Consistency Checking by Region Type
Geode performs different consistency checks depending on the type of region you have configured.
For a partitioned region, Geode maintains consistency by routing all updates on a given key to the Geode member that holds the primary copy of that key. That member holds a lock on the key while distributing updates to other members that host a copy of the key. Because all updates to a partitioned region are serialized on the primary Geode member, all members apply the updates in the same order and consistency is maintained at all times. See Understanding Partitioning.
For a replicated region, any member that hosts the region can update a key and distribute that update to other members without locking the key. It is possible that two members can update the same key at the same time (a concurrent update). It is also possible that, due to network latency, an update in one member is distributed to other members at a later time, after those members have already applied more recent updates to the key (an out-of-order update). By default, Geode members perform conflict checking before applying region updates in order to detect and consistently resolve concurrent and out-of-order updates. Conflict checking ensures that region data eventually becomes consistent on all members that host the region. The conflict checking behavior for replicated regions is summarized as follows:
- If two members update the same key at the same time, conflict checking ensures that all members eventually apply the same value, which is the value of one of the two concurrent updates.
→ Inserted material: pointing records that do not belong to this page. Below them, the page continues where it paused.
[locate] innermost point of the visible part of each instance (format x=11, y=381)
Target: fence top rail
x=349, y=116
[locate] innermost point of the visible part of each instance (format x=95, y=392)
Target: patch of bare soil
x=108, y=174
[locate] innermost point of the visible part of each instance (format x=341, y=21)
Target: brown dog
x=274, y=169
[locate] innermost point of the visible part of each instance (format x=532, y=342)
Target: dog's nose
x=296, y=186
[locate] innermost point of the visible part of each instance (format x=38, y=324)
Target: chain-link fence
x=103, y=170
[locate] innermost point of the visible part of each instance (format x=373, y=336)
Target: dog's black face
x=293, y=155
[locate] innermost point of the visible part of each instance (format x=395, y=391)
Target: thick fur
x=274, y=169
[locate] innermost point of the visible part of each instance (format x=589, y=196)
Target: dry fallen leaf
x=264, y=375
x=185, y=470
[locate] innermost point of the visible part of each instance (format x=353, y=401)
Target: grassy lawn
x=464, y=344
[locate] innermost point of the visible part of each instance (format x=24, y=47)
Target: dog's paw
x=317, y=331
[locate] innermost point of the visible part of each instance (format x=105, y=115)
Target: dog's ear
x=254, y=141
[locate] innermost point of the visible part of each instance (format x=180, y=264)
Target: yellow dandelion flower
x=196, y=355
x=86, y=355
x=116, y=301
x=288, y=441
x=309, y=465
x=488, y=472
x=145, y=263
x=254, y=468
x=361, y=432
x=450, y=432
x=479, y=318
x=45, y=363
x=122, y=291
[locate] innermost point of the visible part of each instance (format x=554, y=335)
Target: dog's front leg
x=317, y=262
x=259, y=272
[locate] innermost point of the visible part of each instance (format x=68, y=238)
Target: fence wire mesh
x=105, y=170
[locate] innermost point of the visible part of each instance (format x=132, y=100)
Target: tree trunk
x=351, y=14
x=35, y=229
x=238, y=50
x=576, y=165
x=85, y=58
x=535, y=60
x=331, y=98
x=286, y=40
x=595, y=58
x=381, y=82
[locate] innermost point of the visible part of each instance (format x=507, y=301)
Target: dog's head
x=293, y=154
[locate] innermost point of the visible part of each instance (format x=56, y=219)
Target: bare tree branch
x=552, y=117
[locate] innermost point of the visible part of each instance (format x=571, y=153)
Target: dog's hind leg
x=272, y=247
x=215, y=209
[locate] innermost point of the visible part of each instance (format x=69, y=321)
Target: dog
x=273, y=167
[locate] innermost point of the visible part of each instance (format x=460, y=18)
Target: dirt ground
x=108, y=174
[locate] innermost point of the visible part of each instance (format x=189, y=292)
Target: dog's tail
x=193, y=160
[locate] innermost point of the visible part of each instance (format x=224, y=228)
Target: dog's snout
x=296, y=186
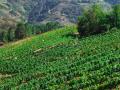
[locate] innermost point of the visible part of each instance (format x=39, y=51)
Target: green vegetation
x=24, y=30
x=56, y=60
x=95, y=20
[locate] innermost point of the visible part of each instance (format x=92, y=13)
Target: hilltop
x=60, y=60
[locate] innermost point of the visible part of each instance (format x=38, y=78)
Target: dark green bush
x=92, y=22
x=95, y=20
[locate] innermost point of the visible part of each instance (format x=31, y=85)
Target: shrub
x=20, y=31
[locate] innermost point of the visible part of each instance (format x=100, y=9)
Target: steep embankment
x=59, y=60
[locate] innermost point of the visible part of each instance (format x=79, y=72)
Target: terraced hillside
x=59, y=60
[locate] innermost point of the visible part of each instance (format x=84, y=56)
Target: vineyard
x=58, y=60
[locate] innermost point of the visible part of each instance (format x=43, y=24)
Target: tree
x=92, y=22
x=20, y=31
x=11, y=35
x=4, y=36
x=116, y=15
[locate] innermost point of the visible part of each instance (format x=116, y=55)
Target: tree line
x=95, y=20
x=23, y=30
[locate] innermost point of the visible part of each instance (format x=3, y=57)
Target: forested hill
x=46, y=10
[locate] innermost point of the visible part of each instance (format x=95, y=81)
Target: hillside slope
x=59, y=60
x=64, y=11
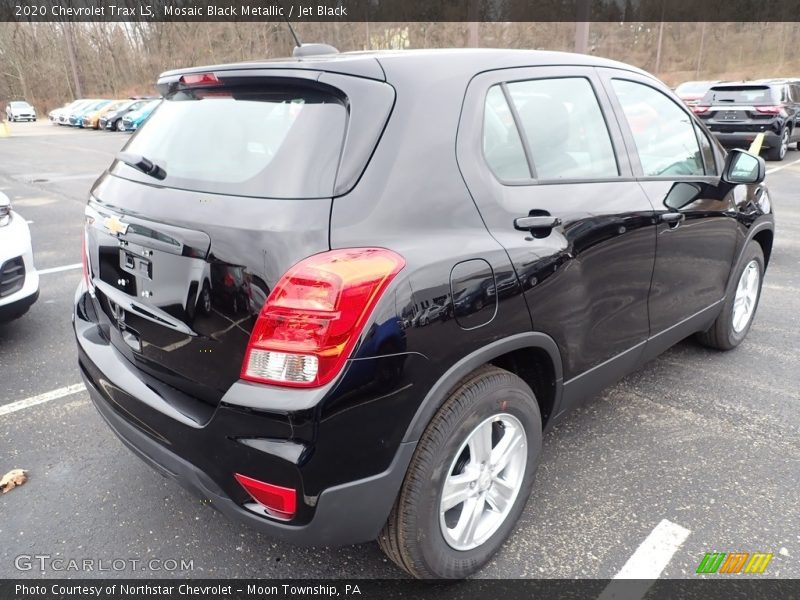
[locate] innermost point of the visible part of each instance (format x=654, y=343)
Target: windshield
x=742, y=94
x=259, y=143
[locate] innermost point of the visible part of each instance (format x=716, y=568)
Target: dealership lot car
x=19, y=281
x=134, y=118
x=365, y=398
x=112, y=120
x=737, y=112
x=20, y=111
x=691, y=92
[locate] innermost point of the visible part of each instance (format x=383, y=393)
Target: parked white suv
x=20, y=110
x=19, y=281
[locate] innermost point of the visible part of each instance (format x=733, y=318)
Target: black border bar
x=401, y=10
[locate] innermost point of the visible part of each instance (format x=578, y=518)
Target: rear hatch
x=246, y=167
x=733, y=108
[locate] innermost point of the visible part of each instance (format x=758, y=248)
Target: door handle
x=536, y=222
x=673, y=218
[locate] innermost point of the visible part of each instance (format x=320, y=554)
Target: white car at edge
x=19, y=280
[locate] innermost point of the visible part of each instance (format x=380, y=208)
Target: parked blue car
x=76, y=117
x=134, y=119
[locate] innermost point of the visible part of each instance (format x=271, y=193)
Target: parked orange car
x=92, y=120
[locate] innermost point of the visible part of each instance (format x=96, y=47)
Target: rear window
x=260, y=143
x=743, y=94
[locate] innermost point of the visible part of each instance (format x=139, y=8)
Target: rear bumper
x=18, y=306
x=202, y=457
x=744, y=139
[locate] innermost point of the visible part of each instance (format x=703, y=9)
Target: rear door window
x=502, y=146
x=245, y=142
x=564, y=127
x=664, y=133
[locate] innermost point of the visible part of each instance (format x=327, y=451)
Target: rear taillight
x=279, y=501
x=200, y=80
x=314, y=316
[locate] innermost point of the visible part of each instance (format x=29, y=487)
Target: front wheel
x=739, y=308
x=469, y=478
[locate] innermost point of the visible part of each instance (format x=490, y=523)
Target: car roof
x=371, y=63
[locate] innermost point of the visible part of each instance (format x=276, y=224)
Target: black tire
x=722, y=335
x=779, y=152
x=412, y=537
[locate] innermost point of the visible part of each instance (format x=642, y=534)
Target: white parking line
x=774, y=169
x=41, y=398
x=649, y=560
x=59, y=269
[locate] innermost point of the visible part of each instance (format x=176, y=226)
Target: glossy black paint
x=569, y=307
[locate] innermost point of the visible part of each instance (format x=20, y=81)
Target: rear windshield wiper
x=145, y=165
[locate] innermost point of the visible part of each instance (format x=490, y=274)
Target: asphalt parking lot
x=708, y=441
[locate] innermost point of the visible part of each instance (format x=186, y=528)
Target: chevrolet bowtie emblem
x=115, y=226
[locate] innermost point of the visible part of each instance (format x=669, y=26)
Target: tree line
x=51, y=63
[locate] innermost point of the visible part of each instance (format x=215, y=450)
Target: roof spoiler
x=313, y=50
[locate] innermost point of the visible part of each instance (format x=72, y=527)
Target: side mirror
x=5, y=209
x=682, y=193
x=743, y=167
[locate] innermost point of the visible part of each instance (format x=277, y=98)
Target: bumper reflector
x=279, y=502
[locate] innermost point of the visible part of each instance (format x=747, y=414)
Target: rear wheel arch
x=532, y=356
x=765, y=238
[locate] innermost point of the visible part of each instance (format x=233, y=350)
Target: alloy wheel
x=483, y=482
x=744, y=302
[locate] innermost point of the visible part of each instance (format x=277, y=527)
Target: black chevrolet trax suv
x=341, y=297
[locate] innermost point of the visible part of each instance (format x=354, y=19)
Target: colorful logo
x=734, y=562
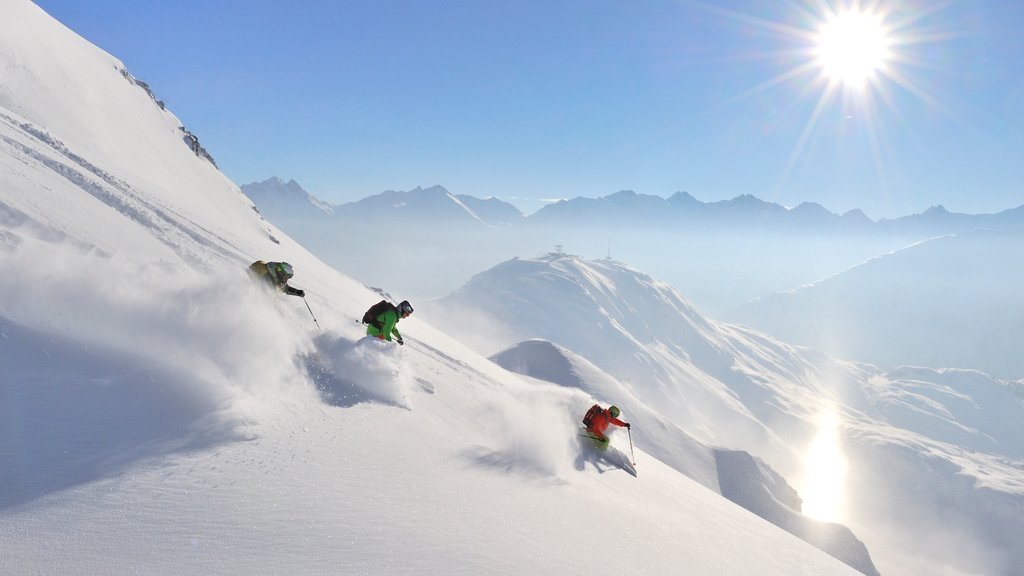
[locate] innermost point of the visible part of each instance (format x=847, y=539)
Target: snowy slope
x=856, y=442
x=162, y=415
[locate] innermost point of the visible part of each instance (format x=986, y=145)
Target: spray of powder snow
x=349, y=372
x=530, y=429
x=231, y=336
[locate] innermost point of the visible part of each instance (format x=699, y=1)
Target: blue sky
x=529, y=100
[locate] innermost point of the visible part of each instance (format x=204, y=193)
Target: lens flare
x=852, y=47
x=823, y=489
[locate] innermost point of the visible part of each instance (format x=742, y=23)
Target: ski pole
x=632, y=456
x=311, y=313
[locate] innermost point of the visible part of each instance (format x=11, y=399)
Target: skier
x=382, y=318
x=597, y=420
x=276, y=275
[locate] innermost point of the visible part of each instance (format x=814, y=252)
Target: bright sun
x=851, y=47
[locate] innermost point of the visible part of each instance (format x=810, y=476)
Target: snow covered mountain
x=736, y=475
x=161, y=413
x=282, y=199
x=294, y=206
x=856, y=442
x=952, y=301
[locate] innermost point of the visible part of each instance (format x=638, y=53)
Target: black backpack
x=375, y=311
x=588, y=418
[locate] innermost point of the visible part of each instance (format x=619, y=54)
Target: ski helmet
x=285, y=270
x=404, y=309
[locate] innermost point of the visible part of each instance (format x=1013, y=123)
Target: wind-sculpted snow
x=954, y=432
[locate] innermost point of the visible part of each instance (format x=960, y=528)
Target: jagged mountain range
x=285, y=201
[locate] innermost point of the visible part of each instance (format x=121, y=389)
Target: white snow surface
x=160, y=414
x=911, y=459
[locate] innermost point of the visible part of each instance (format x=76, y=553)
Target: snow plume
x=349, y=372
x=220, y=331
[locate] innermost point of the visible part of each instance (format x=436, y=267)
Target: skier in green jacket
x=382, y=320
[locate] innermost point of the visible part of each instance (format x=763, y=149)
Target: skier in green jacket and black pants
x=382, y=320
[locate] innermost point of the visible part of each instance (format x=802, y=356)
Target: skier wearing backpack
x=276, y=275
x=597, y=420
x=382, y=320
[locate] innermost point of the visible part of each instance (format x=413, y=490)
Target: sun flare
x=824, y=466
x=852, y=47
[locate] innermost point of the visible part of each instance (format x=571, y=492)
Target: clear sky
x=529, y=100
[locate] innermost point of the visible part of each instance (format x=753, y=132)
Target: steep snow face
x=160, y=410
x=857, y=442
x=639, y=330
x=737, y=476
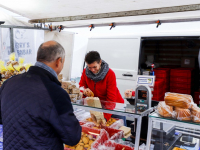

- If a member receives an out-of-order update (an update that is received after one or more recent updates were applied), conflict checking ensures that the out-of-order update is discarded and not applied to the cache.
How Consistency Checking Works for Replicated Regions and How Destroy and Clear Operations Are Resolved provide more details about how Geode performs conflict checking when applying an update.
When a member receives an update for an entry in a non-replicated region and applies an update, it performs conflict checking in the same way as for a replicated region. However, if the member initiates an operation on an entry that is not present in the region, it first passes that operation to a member that hosts a replicate. The member that hosts the replica generates and provides the version information necessary for subsequent conflict checking. See How Consistency Checking Works for Replicated Regions.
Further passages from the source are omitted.